Saturday, two months and nearly an entire Big Ten season later, they found themselves in just the right position to make a late run at an upset of No. 14 Maryland. Junior guard Spike Albrecht hit a 3-pointer with 8:40 remaining, cutting the Terrapins’ lead to 43-40 and setting Michigan up for a rally.
But Maryland wasn’t having it. Melo Trimble, the Terrapins’ star freshman, responded the same way his team did every time the Wolverines tried to generate momentum — with a smooth 3-pointer. And when sophomore forward Zak Irvin hit a jumper on Michigan’s next possession, Trimble hit another dagger.
The Terrapins withstood all the Wolverines’ efforts and responded with hot shooting beyond the arc, burying any chance for a comeback in what ended as a 66-56 Maryland victory.
“It was definitely frustrating,” Irvin said. “Late, when we went to our three zone, they were able to hit big time 3s. We were down six, and they (stretched it) to 12, and it was hard for us.
“For the majority of the game I thought we played great team defense. Just late they were able to make tough shots and they got some open 3s out of kick outs and in transition.”
Michigan shot just 5-for-21 from long range, uncharacteristic for a Beilein-coached team. But that might’ve still been salvageable had Maryland not posted a lights-out, 11-for-22 showing beyond the arc.

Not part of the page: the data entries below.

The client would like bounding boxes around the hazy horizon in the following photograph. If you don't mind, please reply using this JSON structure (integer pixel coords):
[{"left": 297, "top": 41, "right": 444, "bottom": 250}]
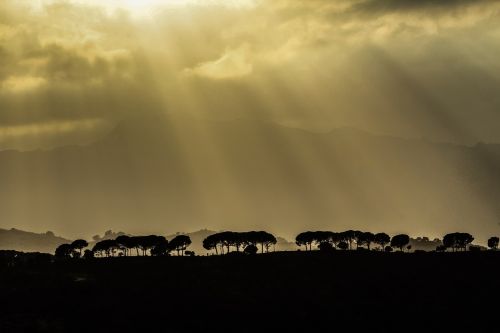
[{"left": 0, "top": 0, "right": 500, "bottom": 243}]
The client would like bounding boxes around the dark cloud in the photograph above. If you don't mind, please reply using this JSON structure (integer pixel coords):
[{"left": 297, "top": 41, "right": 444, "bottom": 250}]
[{"left": 353, "top": 0, "right": 494, "bottom": 14}]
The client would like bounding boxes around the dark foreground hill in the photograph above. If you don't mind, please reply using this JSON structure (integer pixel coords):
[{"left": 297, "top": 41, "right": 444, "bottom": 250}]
[{"left": 0, "top": 252, "right": 500, "bottom": 332}]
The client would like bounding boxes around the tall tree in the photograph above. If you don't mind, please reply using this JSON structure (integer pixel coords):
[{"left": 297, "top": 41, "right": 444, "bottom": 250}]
[
  {"left": 295, "top": 231, "right": 314, "bottom": 251},
  {"left": 373, "top": 232, "right": 391, "bottom": 251},
  {"left": 55, "top": 244, "right": 73, "bottom": 258},
  {"left": 169, "top": 235, "right": 191, "bottom": 256},
  {"left": 391, "top": 234, "right": 410, "bottom": 251},
  {"left": 71, "top": 239, "right": 89, "bottom": 257},
  {"left": 488, "top": 237, "right": 499, "bottom": 250}
]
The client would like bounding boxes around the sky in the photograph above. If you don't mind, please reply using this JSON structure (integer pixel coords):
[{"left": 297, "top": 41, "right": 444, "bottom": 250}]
[{"left": 0, "top": 0, "right": 500, "bottom": 244}]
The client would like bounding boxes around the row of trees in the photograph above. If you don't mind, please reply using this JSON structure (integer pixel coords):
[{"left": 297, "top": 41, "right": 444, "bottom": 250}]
[
  {"left": 55, "top": 235, "right": 194, "bottom": 258},
  {"left": 295, "top": 230, "right": 410, "bottom": 251},
  {"left": 203, "top": 231, "right": 277, "bottom": 254},
  {"left": 295, "top": 230, "right": 490, "bottom": 252}
]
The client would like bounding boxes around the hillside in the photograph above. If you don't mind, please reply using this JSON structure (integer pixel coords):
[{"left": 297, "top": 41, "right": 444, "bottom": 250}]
[
  {"left": 0, "top": 228, "right": 71, "bottom": 253},
  {"left": 0, "top": 116, "right": 500, "bottom": 242}
]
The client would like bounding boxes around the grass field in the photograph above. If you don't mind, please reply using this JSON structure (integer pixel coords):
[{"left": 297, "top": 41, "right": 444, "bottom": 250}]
[{"left": 0, "top": 251, "right": 500, "bottom": 333}]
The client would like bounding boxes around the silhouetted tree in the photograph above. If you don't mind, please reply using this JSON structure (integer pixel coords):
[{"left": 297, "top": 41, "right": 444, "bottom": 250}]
[
  {"left": 318, "top": 242, "right": 333, "bottom": 252},
  {"left": 71, "top": 239, "right": 89, "bottom": 256},
  {"left": 169, "top": 235, "right": 191, "bottom": 255},
  {"left": 295, "top": 231, "right": 315, "bottom": 251},
  {"left": 340, "top": 230, "right": 360, "bottom": 250},
  {"left": 337, "top": 241, "right": 349, "bottom": 250},
  {"left": 92, "top": 239, "right": 119, "bottom": 257},
  {"left": 203, "top": 234, "right": 219, "bottom": 254},
  {"left": 356, "top": 232, "right": 375, "bottom": 250},
  {"left": 259, "top": 231, "right": 277, "bottom": 253},
  {"left": 55, "top": 244, "right": 73, "bottom": 258},
  {"left": 243, "top": 244, "right": 258, "bottom": 254},
  {"left": 83, "top": 249, "right": 94, "bottom": 259},
  {"left": 436, "top": 245, "right": 446, "bottom": 252},
  {"left": 150, "top": 236, "right": 172, "bottom": 257},
  {"left": 391, "top": 234, "right": 410, "bottom": 251},
  {"left": 443, "top": 232, "right": 474, "bottom": 251},
  {"left": 373, "top": 232, "right": 391, "bottom": 250},
  {"left": 488, "top": 237, "right": 499, "bottom": 250},
  {"left": 116, "top": 235, "right": 135, "bottom": 256}
]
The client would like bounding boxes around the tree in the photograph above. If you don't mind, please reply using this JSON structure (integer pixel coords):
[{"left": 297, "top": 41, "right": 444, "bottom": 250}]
[
  {"left": 150, "top": 236, "right": 172, "bottom": 257},
  {"left": 71, "top": 239, "right": 89, "bottom": 257},
  {"left": 436, "top": 245, "right": 446, "bottom": 252},
  {"left": 295, "top": 231, "right": 315, "bottom": 251},
  {"left": 391, "top": 234, "right": 410, "bottom": 251},
  {"left": 83, "top": 249, "right": 94, "bottom": 259},
  {"left": 337, "top": 241, "right": 349, "bottom": 250},
  {"left": 169, "top": 235, "right": 191, "bottom": 255},
  {"left": 356, "top": 232, "right": 375, "bottom": 250},
  {"left": 340, "top": 230, "right": 360, "bottom": 250},
  {"left": 92, "top": 239, "right": 119, "bottom": 257},
  {"left": 488, "top": 237, "right": 499, "bottom": 250},
  {"left": 203, "top": 234, "right": 219, "bottom": 254},
  {"left": 55, "top": 244, "right": 73, "bottom": 258},
  {"left": 243, "top": 244, "right": 258, "bottom": 254},
  {"left": 258, "top": 231, "right": 277, "bottom": 253},
  {"left": 373, "top": 232, "right": 391, "bottom": 250},
  {"left": 318, "top": 242, "right": 333, "bottom": 252},
  {"left": 443, "top": 232, "right": 474, "bottom": 252},
  {"left": 116, "top": 235, "right": 135, "bottom": 256}
]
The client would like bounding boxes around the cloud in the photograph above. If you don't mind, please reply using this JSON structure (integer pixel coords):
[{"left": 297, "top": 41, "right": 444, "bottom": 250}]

Trimble, who shot 3-for-4 from deep, and Jared Nickens, who was 3-for-5, were the proverbial stoppers for Maryland, preventing the Wolverines from clawing back into the game Saturday as they had done so many times before.
When freshman guard Muhammad-Ali Abdur-Rahkman threw down a vicious dunk four minutes into the second half, bringing the Wolverines within four, Nickens answered with a 3-pointer two possessions later. When Michigan made a last-ditch effort in the last four minutes, Dez Wells knocked one down.
All game long, the 3-pointer was going to decide the outcome — and the Terrapins’ 50 percent mark compared to the Wolverines’ 36 percent made that decision easy.
“You have to respect (Maryland), there is a reason they have 24 wins,” Beilein said. “They see the floor well, they have a great guard, and they have shot makers around.”
It wasn’t as if Michigan wasn’t able to find looks from the perimeter. Albrecht was able to get open regularly, and he was even on target. But the junior’s shots kept rimming out, circling the cylinder before falling into the waiting hands of a Terrapin.
“Don’t remind me,” Albrecht said after the game. “I was frustrated out there having shots go in and out like that.
“You look at the final score … just think, a few of those shots go down, it’s a one- or two-possession game.”
Even with a 10-point final margin, much like Albrecht’s rim-outs, Michigan’s entire second half seemed to be just a slight tilt away from changing the game completely.
“We’ve gotta make shots,” Beilein said. “It’s one of the staples of what we do. We have to shoot the ball well, usually, to win.”